RADIO RATINGS ANALYSIS is a complex task, as we’ve been saying. For radio station promotion departments getting their quarterly analysis in Canada's five largest markets, it's about toying with the numbers — age, gender, time of day, relative growth — until your station becomes number one, or at least number one in categories advertisers like.
But what about longer-term trends? We took Numeris top-line ratings data over the past seven years to capture portraits of stations in those five major markets who made changes to their programming, and what happened to their audience as a result.
For the sake of a fair comparison, and because they're the only numbers published directly by Numeris, we're using their top-line PPM numbers, which count all listeners in a central market, regardless of age or gender. Some stations may be happy with a change that reduces their overall rating in exchange for a boost in a target demo. And some changes in ratings could be due to many factors not considered here. We're not necessarily proposing a cause-and-effect link, just showing what happened.

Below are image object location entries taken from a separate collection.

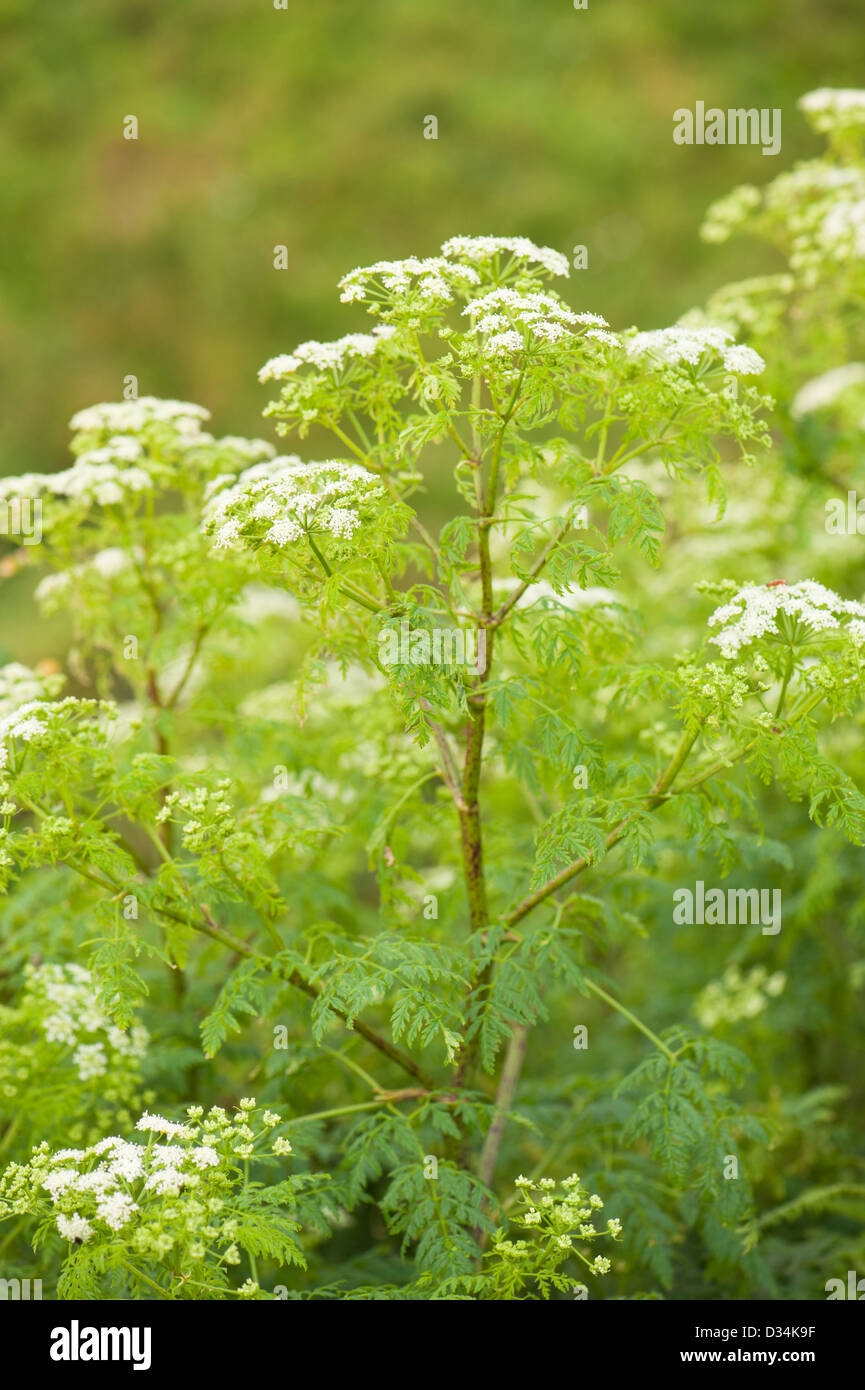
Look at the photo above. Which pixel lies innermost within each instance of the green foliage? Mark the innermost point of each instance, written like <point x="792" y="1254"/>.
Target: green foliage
<point x="383" y="818"/>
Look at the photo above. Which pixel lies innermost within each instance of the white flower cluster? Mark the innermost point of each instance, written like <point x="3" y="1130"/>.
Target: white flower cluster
<point x="106" y="563"/>
<point x="131" y="416"/>
<point x="24" y="722"/>
<point x="64" y="1000"/>
<point x="326" y="356"/>
<point x="433" y="280"/>
<point x="484" y="249"/>
<point x="291" y="499"/>
<point x="505" y="317"/>
<point x="107" y="1183"/>
<point x="754" y="612"/>
<point x="18" y="685"/>
<point x="736" y="995"/>
<point x="104" y="476"/>
<point x="843" y="230"/>
<point x="680" y="345"/>
<point x="832" y="107"/>
<point x="555" y="1216"/>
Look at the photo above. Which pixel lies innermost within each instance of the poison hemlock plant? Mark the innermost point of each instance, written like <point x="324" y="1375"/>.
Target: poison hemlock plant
<point x="373" y="780"/>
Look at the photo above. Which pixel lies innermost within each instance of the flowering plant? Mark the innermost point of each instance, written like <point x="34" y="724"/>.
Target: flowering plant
<point x="384" y="894"/>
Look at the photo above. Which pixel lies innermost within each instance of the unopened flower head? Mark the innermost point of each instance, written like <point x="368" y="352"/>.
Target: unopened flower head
<point x="131" y="416"/>
<point x="424" y="282"/>
<point x="483" y="250"/>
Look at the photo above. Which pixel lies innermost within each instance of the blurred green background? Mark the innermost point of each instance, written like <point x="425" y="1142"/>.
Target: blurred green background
<point x="303" y="127"/>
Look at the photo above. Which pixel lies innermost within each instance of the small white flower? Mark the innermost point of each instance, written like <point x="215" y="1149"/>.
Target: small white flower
<point x="116" y="1209"/>
<point x="74" y="1228"/>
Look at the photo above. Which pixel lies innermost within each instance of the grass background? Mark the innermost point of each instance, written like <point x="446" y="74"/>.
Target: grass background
<point x="303" y="127"/>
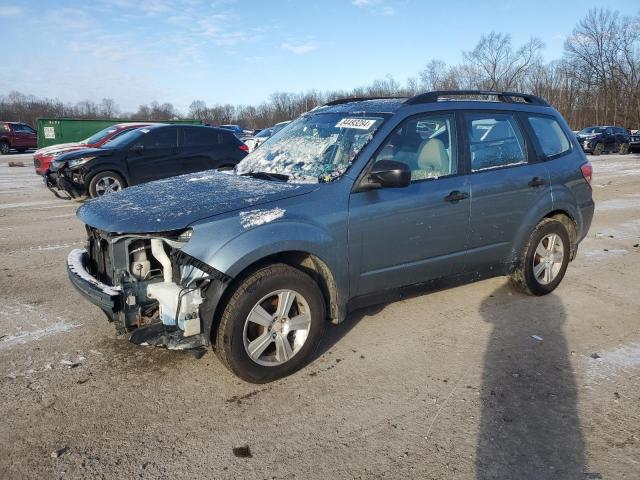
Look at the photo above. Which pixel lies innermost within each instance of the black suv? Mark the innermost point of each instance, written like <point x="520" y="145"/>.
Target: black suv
<point x="605" y="139"/>
<point x="142" y="155"/>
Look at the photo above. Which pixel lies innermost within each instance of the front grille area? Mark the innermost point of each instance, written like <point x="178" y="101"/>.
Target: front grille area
<point x="100" y="264"/>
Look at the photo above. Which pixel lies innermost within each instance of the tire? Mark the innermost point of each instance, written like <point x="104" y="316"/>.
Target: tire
<point x="257" y="298"/>
<point x="598" y="149"/>
<point x="530" y="276"/>
<point x="624" y="149"/>
<point x="105" y="182"/>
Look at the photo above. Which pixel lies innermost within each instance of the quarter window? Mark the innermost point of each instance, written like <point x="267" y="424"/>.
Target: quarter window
<point x="427" y="145"/>
<point x="200" y="137"/>
<point x="495" y="141"/>
<point x="161" y="138"/>
<point x="550" y="135"/>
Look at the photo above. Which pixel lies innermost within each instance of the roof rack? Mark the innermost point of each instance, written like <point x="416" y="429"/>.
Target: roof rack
<point x="507" y="97"/>
<point x="340" y="101"/>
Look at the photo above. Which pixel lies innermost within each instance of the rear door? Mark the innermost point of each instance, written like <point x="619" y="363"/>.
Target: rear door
<point x="506" y="181"/>
<point x="402" y="236"/>
<point x="157" y="158"/>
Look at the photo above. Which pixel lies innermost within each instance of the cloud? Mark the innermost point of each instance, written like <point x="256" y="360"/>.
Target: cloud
<point x="376" y="7"/>
<point x="299" y="48"/>
<point x="9" y="10"/>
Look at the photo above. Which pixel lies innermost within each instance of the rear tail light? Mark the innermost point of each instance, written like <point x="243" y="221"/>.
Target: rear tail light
<point x="587" y="172"/>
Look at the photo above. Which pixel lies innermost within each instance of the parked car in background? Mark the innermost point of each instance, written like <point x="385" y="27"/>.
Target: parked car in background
<point x="258" y="139"/>
<point x="347" y="206"/>
<point x="634" y="144"/>
<point x="142" y="155"/>
<point x="18" y="136"/>
<point x="43" y="157"/>
<point x="604" y="139"/>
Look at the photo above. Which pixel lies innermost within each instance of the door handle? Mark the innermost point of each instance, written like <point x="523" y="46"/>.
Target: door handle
<point x="456" y="196"/>
<point x="537" y="182"/>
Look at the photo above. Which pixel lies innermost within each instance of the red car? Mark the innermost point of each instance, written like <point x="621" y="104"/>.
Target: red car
<point x="42" y="158"/>
<point x="17" y="135"/>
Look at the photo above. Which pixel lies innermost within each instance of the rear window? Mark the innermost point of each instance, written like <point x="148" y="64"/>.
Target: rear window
<point x="550" y="135"/>
<point x="200" y="137"/>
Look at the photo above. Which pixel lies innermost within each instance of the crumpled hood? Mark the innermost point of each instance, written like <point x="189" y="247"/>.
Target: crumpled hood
<point x="83" y="152"/>
<point x="177" y="202"/>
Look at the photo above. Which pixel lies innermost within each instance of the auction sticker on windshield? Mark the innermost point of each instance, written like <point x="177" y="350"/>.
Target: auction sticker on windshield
<point x="359" y="123"/>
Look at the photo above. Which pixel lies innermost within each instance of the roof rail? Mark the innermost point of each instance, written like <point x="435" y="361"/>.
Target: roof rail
<point x="340" y="101"/>
<point x="507" y="97"/>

Earlier this week, we looked at Toronto – and prior to that, Calgary, Edmonton and Vancouver. Today, Montreal.
91,9 Sports (CKLX-FM)
RNC Media struggled with this station ever since launching it as a jazz specialty station in 2004, thinking the popularity of the Montreal International Jazz Festival would transfer to a strong radio audience.
In 2012, it gave up on jazz and tried to import its populist Radio X talk format from Quebec City. Then in 2014 it tried a more mainstream talk format called Radio 9. All the while its share was stuck around one per cent. In 2015 it finally went to sports talk, filling a niche left open when Cogeco switched AM station CKAC to a traffic format in 2011.

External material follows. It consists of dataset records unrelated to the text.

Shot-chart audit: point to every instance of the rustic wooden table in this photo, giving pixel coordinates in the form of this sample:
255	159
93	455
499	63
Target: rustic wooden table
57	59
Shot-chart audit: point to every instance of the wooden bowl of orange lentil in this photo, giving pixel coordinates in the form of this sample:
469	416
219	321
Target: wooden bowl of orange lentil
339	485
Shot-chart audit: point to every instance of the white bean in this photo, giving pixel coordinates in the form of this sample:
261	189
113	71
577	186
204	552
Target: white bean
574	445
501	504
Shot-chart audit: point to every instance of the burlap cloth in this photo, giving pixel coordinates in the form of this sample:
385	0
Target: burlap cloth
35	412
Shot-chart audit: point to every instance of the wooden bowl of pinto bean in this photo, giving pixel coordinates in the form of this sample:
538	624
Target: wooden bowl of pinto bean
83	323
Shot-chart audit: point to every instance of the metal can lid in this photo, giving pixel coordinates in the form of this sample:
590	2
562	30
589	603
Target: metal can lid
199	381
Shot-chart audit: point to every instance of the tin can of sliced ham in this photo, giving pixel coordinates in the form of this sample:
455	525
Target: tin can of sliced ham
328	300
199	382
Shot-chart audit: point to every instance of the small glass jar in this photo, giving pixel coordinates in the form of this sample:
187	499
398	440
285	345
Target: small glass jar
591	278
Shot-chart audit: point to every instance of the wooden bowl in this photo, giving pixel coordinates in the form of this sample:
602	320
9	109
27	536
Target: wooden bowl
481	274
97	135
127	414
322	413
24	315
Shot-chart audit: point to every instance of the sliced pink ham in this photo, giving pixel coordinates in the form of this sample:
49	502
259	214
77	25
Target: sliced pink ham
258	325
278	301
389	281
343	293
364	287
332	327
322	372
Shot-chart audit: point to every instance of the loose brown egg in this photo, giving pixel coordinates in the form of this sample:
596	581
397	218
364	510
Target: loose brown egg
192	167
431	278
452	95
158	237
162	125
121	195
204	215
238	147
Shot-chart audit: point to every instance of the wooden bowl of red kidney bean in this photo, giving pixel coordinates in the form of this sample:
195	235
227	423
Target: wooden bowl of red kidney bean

It finally found some traction, building to a 2.8 share in fall 2017. The poor performance of Montreal sports teams, notably the Canadiens, caused a ratings drop since then, but for the first time the station has a stable future. Ironically, RNC just announced it has agreed to sell the station, to Leclerc Communication.

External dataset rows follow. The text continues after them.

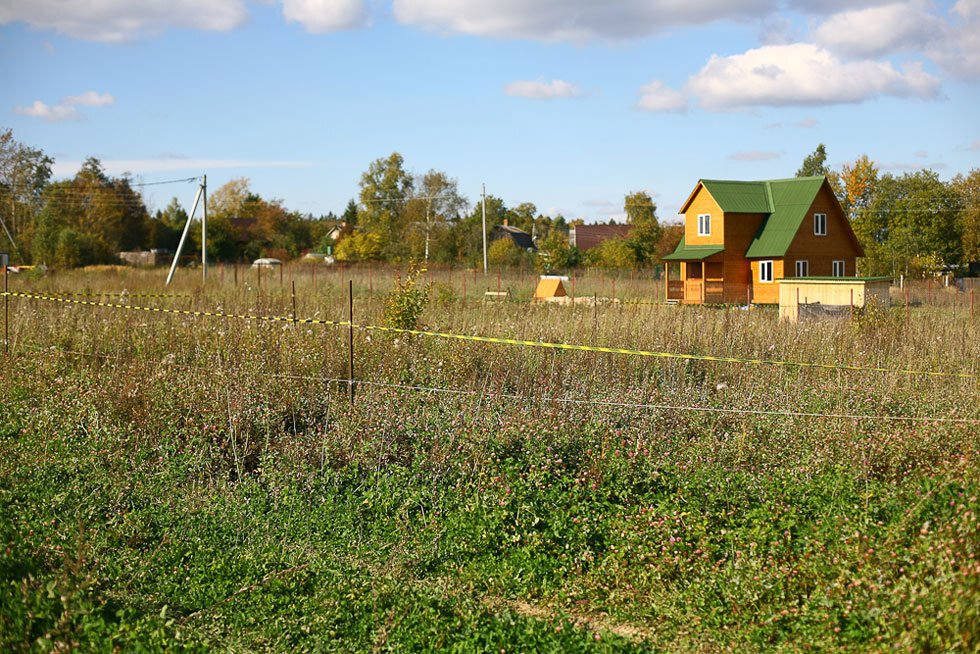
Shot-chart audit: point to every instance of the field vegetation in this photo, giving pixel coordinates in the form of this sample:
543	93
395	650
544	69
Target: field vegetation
175	482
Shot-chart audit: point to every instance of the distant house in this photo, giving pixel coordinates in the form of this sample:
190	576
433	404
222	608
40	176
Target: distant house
741	237
520	238
586	237
340	230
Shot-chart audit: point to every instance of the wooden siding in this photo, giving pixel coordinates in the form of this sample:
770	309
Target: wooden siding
704	203
766	292
740	228
820	251
840	293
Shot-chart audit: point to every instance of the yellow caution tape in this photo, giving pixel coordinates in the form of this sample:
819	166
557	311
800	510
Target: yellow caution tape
183	312
506	341
122	295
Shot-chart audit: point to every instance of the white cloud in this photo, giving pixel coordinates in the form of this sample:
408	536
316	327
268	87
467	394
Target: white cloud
959	51
807	123
89	99
120	21
909	167
51	113
65	110
320	16
878	31
802	74
657	96
753	155
539	89
169	164
953	41
571	20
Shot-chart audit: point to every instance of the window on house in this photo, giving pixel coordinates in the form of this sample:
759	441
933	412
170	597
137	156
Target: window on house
704	224
820	224
765	271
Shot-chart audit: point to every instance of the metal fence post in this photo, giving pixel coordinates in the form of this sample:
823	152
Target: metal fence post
350	340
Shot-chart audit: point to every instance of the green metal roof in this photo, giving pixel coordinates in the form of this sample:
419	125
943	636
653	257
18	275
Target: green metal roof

That deal still requires CRTC approval. Click here for our talk station chart for Montreal.
Rythme FM (CFGL-FM)
Montreal's highest-rated music station is still at the top, but has lost about a quarter of its share since 2016. Coincidentally (or not), that was the last time star Véronique Cloutier hosted a show on that station, which should worry its owner Cogeco because Cloutier just joined direct competitor Rouge FM and Bell Media is putting a lot of marketing power behind her.
Rouge FM (CITE-FM)
Bell's French adult contemporary station was doing well as the number two in the market but started tumbling in 2015, from a high of 14 per cent to a low of 7.1. In the past year, a branding and imaging refresh has caused a minor recovery to 9.4, but it's fighting for second place with Cogeco's CKOI.
Click here for our Montreal francophone music station chart.
The Beat 92.5 (CKBE-FM)
Cogeco's only English-language radio station had struggled behind Bell's Virgin Radio for years with lower ratings and attracting an older demographic, and in 2011 it abandoned its old Q92 brand and light-rock music for a much more upbeat rhythmic pop format.
It took a couple of years, but The Beat slowly climbed past Virgin in the ratings and has been widening the gap. The two stations' trendlines are in opposite directions, and this year The Beat was eight share points up on its competitor. If you combine its substantial francophone audience, it's the second-most popular music station in Montreal, behind the parent company’s Rythme FM.